However, Lee Pearson failed in his attempt to win an 11th Paralympics gold medal. The 38-year-old from Staffordshire was beaten into third place by Grade Ib freestyle winner, Austrian Pepo Puch, while Finland's Katja Karjalainen won silver. Pearson had never been beaten in three successive Paralympics before London, but his score of 74.200 aboard Gentleman was not enough. He picked up a 10th gold in the team competition, but his quest to join former wheelchair athlete Baroness Tanni Grey-Thompson and swimmer David Roberts on 11 golds will have to wait until Rio 2016.
Dujardin, who is poised to become the new world dressage No 1, claimed Olympic freestyle and team gold in the same Greenwich arena less than a month ago, and she has lavished praise on 22-year-old Baker's achievement.
"What an amazing result. I hope she enjoys every minute of it," Dujardin said. "She is such a fantastic rider, and I admire her for what she can do. She certainly doesn't let her disability stand in her way. It is brilliant. My tummy felt like it did when I won. I am so excited for her."

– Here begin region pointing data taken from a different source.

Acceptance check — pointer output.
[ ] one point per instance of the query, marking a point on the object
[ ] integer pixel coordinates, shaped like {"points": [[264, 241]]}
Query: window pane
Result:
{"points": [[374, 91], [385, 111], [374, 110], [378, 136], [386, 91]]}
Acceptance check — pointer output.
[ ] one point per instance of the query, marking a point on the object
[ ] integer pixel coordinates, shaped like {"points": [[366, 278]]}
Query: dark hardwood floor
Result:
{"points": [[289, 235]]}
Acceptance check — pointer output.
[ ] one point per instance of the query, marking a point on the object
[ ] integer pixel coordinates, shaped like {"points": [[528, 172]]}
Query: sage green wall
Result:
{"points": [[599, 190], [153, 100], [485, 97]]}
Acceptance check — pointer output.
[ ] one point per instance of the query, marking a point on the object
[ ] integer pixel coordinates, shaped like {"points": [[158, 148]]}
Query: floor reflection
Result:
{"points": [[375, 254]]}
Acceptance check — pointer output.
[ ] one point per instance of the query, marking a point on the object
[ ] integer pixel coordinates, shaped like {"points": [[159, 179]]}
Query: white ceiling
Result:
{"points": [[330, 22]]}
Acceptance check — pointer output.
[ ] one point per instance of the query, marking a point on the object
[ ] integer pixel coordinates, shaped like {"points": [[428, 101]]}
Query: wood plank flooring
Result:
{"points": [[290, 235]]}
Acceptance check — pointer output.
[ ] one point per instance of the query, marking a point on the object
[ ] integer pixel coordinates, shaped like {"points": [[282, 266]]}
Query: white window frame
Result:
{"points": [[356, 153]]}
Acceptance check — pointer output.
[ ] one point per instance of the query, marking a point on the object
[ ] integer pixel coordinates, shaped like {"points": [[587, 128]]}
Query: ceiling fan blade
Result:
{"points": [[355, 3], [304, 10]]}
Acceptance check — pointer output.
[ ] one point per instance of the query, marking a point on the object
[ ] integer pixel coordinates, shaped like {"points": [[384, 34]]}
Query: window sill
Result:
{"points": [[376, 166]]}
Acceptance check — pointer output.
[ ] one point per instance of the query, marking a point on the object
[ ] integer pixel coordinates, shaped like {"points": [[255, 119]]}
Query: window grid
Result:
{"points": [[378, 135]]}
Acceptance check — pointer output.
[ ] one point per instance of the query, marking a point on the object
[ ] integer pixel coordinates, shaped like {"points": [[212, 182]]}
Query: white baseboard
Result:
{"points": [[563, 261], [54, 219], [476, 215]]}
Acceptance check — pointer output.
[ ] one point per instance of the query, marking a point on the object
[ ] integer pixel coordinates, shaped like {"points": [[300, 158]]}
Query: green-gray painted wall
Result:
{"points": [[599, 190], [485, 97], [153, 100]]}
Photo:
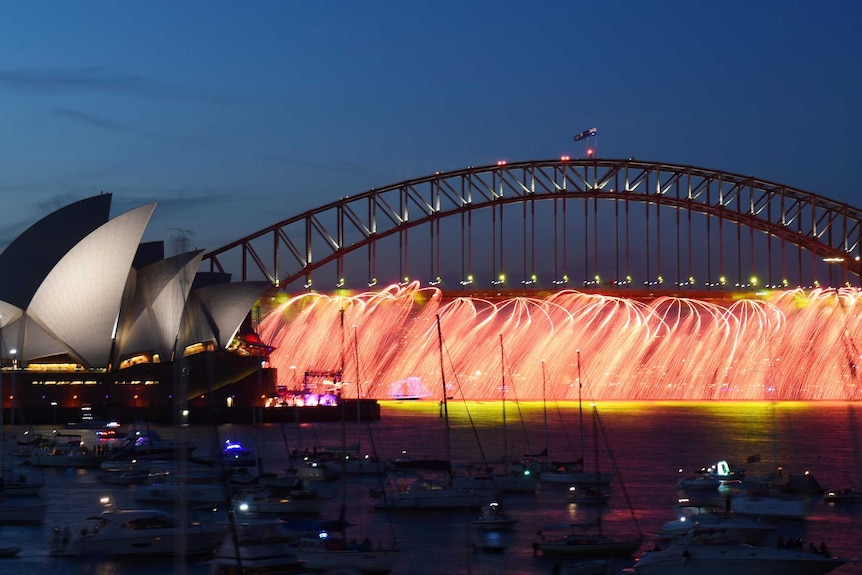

Baker and Cabral faced tough competition in the 20-rider class, including former Paralympic gold medal winner Lauren Barwick and the twin German threat posed by Britta Napel (Aquilina 3) and Angelika Trabert (Ariva-Avanti). But whereas the individual championship medallists – today's same trio in the same order – had been separated by less than 1 per cent, Baker put daylight between her rivals this time. Napel finished second on 77.400 per cent and Trabert third on 76.150, while Eilish Byrne took a superb fourth spot aboard Youri a day after Ireland won team bronze and Grade Ia individual silver.
Baker, who has decided that her gold postbox as a Paralympic champion will be situated on the high street in her home town of Uxbridge, hailed Dujardin's influence. "Charlotte is fantastic," she said. "We are really good friends. She competed in her first Europeans last year, as I did, and we both won gold, and now we've done it in our first Games this year. She is such a lovely, bubbly girl, and we get on really well. It was great to hear about her experience in the Olympic Games."
Reflecting on her own golden double, Baker added: "It feels amazing. I never imagined that at my first Games in London I would go home with two gold medals. It's incredible. I don't know what to say, to be honest, and that doesn't happen a lot."